El Salvador, on the other hand, is a crazy, chaotic country, much too violent and polluted to have any such pretensions. Santana wrote a song called “Blues for Salvador” in 1987. It is a tragic, five-minute electric-guitar riff with absolutely no lyrics. The country lacks Guatemala City’s broad boulevards and faux French look, and its glorious, eternal-spring climate. But its citizens are humble, and real. Everyone is trying to survive the best they can with no airs of entitlement. Salvadorans are open, humorous, self-deprecating.
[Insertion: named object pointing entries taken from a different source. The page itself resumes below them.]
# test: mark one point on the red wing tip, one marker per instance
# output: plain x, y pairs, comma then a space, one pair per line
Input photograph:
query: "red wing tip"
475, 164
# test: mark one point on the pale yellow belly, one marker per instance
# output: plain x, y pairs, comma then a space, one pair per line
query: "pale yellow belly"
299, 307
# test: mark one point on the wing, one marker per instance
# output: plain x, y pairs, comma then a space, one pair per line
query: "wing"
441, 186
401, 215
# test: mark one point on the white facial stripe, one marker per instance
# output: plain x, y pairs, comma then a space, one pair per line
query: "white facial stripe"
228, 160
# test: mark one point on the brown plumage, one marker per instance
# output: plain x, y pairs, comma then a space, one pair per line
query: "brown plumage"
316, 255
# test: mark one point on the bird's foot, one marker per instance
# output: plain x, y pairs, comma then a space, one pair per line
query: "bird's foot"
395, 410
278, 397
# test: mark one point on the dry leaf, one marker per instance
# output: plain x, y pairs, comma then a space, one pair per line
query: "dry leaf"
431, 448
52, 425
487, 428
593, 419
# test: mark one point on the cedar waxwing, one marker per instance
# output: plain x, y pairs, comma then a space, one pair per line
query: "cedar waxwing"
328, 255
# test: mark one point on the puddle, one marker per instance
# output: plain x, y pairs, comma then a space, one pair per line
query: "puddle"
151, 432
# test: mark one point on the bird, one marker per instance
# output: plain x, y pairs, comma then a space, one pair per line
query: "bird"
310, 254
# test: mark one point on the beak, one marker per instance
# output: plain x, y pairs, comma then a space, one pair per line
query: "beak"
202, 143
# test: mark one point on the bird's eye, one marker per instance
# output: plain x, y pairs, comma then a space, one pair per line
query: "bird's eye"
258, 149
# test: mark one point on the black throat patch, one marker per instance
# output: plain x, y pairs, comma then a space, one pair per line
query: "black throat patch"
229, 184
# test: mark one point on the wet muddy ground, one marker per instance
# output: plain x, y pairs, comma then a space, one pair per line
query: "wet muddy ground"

The civil war they have endured has affected them each personally, with bombardments, killings in their own backyards, the horrific raining down of bombs and explosives, the extensive loss of life. No one has survived unscathed.

In Guatemala City, the armed conflict was abstract because it mostly took place in a countryside only the Indians thought to inhabit. Here in San Salvador, the craterous wounds of the conflict are visible and palpable, and this makes the citizens more honest, unwilling to hide behind any sort of delusion or distortion.

And then there is the weather, the torrid heat, which makes everyone respond fairly directly, not like in Guatemala, where reality is hidden under sweaters, jackets, or layers of cloth. The lava-like heat in San Salvador strikes everything: Guillermo swears that the walls sweat as much as the plants.

There is a plain, if brutal honesty in El Salvador which Guillermo never encountered in his homeland.

And so his life is not the life he imagined, but for the first time in a while, he can call this life his own. It is a prescribed picture—office, furnished apartment, mercado, whorehouse, library, greasy comedores, café de olla, and pupusas.

How long it will last is anybody’s guess.